Upon their arrival in Brownsville in 1853 the sisters moved into an unfurnished former warehouse to begin their school while their first convent was being built. For their bilingual pupils they translated from French and printed textbooks on a small hand press. In 1854 they were joined by sisters Stanislaus Deideu, Mary Louise Murray, and Mary of the Cross Murray. The sisters taught without interruption through Indian raids, yellow fever epidemics, and the Civil War until 1867, when the convent was destroyed by a hurricane.

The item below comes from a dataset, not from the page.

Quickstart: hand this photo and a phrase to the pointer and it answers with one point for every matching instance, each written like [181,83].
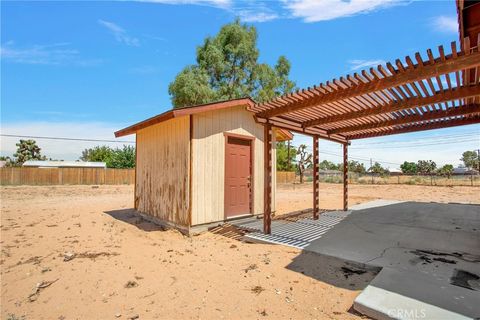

Donations of land and money for a new building persuaded the bishop to reopen the convent and school, and by December 25, 1868, a New Orleans French-style convent, built at a cost of $20,000, was ready for occupancy. The convent, which served as a day and boarding school for girls, received its charter from the state of Texas in 1885. The sisters opened a school for boys near the female academy in 1890. The academy had two departments, one in Spanish and one in English, until 1902, when the Spanish department was closed. The Oblates of Mary Immaculate asked the sisters to teach at their parochial school in 1905. When St. Francis School was established in 1916 the sisters were asked to teach there as well. Because the two parochial schools caused a reduction in attendance at the Boy's School of Incarnate Word Academy, that building was used for Our Lady of Guadalupe School, an institution for poor girls. In 1967 the sisters moved to Villa Maria. An official Texas historical marker has been placed at the former site of the convent on East St. Charles Street in Brownsville.
Sister Mary Xavier Holworthy, I.W.B.S, Diamonds for the King (Corpus Christi, 1945).